Fakta yang terjadi saat ini adalah ketika harga timah dunia di atas USD 30.000/MT, hampir 3 kali lipat harga rata-rata harga timah ketika kerjasama. ekspor timah Indonesia malah terendah sepanjang sejarah. Kondisi ini menyebabkan Indonesia kehilangan devisa, pajak, royalti, dividen dari PT Timah, beserta semua pendapatan lain dari roda ekonomi yang terhenti.
Sebaliknya negara tetangga kita yang tidak punya cadangan timah, tiba mengalami kenaikan produksi yang signifikan, belum lagi posisi PT Timah sebagai exportir timah terbesar yang otomatis lengser dan dianggap sebelah mata oleh dunia.
“Bagaimana cara mencapai target pertumbuhan ekonomi Indonesia 8 persen, ketika pertumbuhan ekonomi disalah satu provinsi tidak sampai 1 persen (0,71%)? Bagaimana kita berharap investor asing mau masuk ke Indonesia ketika warga sendiri saja dihukum karena membantu negara?” tanya Harvey Moeis.

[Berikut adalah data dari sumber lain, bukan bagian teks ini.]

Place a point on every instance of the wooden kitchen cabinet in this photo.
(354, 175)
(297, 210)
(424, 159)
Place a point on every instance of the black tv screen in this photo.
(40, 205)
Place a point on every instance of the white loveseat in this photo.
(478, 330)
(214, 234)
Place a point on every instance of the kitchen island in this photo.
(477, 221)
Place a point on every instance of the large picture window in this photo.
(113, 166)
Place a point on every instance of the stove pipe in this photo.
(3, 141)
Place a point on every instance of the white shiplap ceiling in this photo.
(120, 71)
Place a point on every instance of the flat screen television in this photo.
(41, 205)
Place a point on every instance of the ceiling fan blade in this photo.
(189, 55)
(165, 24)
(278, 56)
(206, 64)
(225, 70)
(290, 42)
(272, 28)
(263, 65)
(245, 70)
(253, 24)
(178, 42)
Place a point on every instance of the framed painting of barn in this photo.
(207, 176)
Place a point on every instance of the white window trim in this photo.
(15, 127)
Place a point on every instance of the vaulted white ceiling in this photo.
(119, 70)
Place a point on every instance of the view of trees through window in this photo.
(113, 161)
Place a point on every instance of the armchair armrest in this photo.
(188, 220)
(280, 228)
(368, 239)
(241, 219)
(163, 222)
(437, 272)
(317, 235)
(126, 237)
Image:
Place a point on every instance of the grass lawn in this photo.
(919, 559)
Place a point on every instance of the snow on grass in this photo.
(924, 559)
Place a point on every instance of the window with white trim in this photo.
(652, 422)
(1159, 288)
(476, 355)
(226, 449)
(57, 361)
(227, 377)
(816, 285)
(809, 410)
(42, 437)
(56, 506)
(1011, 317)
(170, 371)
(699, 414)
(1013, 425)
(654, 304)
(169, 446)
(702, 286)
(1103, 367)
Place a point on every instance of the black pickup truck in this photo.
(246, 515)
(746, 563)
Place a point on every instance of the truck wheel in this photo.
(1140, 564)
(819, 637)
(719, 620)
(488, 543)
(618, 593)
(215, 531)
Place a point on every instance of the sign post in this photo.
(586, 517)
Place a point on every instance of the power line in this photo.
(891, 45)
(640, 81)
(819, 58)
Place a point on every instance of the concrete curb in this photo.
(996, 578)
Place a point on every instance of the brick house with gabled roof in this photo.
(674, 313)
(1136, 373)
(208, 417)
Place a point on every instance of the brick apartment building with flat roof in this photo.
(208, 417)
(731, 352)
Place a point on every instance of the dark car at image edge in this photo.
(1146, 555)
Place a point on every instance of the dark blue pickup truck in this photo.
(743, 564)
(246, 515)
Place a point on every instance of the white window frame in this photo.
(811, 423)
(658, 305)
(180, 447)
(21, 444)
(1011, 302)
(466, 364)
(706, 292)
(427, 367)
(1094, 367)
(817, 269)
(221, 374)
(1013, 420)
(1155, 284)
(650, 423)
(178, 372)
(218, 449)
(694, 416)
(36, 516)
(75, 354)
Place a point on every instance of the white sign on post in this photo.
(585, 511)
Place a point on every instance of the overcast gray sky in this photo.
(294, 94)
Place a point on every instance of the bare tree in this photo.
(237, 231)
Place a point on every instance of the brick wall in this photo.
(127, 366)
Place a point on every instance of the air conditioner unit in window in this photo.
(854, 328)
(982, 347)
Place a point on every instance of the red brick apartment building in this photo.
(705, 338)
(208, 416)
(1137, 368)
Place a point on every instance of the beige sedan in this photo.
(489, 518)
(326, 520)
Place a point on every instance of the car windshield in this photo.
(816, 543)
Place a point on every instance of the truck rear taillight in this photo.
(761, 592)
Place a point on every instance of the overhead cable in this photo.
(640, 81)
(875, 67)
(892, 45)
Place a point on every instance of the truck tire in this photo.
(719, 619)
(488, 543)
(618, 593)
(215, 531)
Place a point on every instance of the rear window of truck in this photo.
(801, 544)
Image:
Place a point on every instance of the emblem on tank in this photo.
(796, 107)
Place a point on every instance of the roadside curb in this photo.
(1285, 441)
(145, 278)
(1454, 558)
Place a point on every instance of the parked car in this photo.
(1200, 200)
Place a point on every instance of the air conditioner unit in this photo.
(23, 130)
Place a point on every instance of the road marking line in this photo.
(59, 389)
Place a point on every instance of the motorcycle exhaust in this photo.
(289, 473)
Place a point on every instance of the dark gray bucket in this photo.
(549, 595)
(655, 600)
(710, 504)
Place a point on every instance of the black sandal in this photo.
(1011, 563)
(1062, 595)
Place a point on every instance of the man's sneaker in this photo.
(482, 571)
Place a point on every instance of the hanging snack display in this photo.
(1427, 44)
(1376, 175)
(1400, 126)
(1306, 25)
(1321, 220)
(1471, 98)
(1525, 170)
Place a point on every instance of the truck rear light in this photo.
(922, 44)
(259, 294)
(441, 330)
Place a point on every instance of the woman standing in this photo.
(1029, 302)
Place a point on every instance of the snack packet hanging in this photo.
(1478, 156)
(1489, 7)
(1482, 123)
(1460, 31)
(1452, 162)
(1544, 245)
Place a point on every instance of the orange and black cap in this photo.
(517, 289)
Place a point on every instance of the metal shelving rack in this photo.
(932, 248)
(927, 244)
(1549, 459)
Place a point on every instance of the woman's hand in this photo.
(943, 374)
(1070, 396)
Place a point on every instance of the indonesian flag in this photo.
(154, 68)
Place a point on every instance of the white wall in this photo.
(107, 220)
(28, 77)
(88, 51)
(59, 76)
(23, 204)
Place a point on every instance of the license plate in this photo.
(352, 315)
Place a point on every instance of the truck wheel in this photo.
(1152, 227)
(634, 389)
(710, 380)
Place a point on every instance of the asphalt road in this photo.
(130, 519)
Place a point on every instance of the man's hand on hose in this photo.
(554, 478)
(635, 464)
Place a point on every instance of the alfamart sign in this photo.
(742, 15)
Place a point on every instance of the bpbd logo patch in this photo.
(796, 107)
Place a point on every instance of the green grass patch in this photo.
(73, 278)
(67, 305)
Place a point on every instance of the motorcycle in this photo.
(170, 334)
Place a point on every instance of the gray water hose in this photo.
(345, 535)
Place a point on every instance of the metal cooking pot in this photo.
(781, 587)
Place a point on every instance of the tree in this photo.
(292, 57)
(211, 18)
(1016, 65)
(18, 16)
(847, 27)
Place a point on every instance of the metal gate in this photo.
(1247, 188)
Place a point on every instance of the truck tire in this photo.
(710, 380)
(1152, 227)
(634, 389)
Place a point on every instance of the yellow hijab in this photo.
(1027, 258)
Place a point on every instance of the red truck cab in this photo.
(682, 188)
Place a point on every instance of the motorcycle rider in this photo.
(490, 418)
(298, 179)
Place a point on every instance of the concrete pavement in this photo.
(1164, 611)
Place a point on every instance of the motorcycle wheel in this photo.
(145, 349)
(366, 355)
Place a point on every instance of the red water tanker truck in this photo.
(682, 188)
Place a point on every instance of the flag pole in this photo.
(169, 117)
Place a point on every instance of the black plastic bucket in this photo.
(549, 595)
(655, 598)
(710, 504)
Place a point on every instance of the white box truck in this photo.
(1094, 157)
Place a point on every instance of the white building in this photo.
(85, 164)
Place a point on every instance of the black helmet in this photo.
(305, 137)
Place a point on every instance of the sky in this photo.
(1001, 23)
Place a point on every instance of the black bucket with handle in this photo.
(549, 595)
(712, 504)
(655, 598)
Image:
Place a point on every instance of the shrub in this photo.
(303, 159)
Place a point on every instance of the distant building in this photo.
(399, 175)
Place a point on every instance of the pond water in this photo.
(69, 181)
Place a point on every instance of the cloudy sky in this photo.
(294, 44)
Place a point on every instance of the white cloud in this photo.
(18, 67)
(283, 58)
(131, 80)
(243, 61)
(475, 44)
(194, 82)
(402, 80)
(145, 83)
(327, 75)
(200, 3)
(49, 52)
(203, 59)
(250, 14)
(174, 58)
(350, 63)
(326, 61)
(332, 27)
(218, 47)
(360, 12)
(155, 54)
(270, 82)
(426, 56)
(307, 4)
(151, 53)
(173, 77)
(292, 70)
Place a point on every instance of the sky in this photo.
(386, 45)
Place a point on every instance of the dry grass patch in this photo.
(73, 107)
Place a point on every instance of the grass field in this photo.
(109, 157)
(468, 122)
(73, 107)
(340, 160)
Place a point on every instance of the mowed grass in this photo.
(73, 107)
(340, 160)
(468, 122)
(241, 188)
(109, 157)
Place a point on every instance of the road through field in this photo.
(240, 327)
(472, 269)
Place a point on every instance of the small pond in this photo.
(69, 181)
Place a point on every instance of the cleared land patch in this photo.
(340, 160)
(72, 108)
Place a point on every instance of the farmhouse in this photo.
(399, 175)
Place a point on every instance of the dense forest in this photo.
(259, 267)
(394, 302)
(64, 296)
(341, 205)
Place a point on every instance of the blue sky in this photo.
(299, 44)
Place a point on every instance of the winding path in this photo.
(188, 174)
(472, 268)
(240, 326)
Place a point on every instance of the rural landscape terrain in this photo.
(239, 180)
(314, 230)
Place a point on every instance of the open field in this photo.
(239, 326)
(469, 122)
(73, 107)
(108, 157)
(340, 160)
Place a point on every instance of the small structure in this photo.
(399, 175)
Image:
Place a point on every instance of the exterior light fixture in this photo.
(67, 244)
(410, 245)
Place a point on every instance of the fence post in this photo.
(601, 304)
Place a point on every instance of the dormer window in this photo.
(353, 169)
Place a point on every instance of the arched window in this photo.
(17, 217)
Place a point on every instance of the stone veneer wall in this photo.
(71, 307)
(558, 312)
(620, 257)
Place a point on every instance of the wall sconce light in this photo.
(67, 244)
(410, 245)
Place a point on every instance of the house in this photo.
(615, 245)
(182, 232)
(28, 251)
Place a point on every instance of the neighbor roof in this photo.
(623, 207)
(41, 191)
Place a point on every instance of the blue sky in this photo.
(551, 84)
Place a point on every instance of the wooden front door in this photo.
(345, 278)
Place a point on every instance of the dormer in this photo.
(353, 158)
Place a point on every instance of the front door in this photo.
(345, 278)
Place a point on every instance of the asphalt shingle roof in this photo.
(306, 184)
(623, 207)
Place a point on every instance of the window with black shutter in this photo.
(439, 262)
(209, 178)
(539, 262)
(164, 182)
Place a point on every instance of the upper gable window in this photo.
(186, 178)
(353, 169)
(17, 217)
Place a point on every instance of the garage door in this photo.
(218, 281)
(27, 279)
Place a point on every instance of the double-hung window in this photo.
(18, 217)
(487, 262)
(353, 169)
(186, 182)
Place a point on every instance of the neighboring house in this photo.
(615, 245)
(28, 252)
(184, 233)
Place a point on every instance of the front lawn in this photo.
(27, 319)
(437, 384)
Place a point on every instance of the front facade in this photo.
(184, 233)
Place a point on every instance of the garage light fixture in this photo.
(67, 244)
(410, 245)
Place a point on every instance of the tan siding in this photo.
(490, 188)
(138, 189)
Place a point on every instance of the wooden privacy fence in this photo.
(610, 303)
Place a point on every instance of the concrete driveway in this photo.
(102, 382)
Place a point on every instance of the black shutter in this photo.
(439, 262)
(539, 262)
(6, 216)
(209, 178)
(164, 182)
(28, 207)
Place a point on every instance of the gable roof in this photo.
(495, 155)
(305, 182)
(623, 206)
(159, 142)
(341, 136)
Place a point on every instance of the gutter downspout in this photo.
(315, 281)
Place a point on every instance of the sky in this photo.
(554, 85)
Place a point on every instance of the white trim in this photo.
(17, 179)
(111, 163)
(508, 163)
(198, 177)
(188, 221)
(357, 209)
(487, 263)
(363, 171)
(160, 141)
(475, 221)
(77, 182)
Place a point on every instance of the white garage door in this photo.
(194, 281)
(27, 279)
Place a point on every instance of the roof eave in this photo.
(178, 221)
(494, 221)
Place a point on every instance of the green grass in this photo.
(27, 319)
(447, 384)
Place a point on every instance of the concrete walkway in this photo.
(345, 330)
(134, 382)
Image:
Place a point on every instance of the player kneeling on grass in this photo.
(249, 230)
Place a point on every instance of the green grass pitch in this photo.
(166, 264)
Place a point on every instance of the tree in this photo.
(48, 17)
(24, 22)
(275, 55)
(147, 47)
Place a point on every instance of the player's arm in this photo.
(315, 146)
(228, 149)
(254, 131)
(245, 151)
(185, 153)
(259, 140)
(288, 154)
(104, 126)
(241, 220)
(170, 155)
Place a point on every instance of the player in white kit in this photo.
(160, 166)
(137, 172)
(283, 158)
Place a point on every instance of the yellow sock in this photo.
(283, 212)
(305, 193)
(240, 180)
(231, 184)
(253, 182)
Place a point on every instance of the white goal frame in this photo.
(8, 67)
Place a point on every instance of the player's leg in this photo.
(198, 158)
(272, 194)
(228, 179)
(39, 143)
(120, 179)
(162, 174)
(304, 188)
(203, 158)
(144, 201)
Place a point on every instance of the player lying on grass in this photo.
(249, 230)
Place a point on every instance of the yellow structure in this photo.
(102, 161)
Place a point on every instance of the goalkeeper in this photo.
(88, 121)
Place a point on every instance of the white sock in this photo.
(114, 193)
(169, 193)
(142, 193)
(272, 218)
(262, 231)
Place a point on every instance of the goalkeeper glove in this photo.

“Harus diakui posisi Indonesia sebagai salah satu pemain terbesar timah dunia belum signifikan, dan negara lain pasti takut kalau posisi Indonesia lebih kuat, dan itulah yang terjadi pada saat anak bangsa bahu membahu menjadikan PT Timah produsen timah nomor 1 di dunia, dan mungkin saja pihak luar selaku kompetitior kita, tidak suka dengan fakta itu, lalu melakukan apa yang sekarang sedang terjadi kepada kami. Karena satu-satunya pihak yang diuntungkan dengan kondisi kriminalisasi Kami adalah pihak asing selaku competitor Indonesia di kancah komoditas timah dunia,” sebutnya.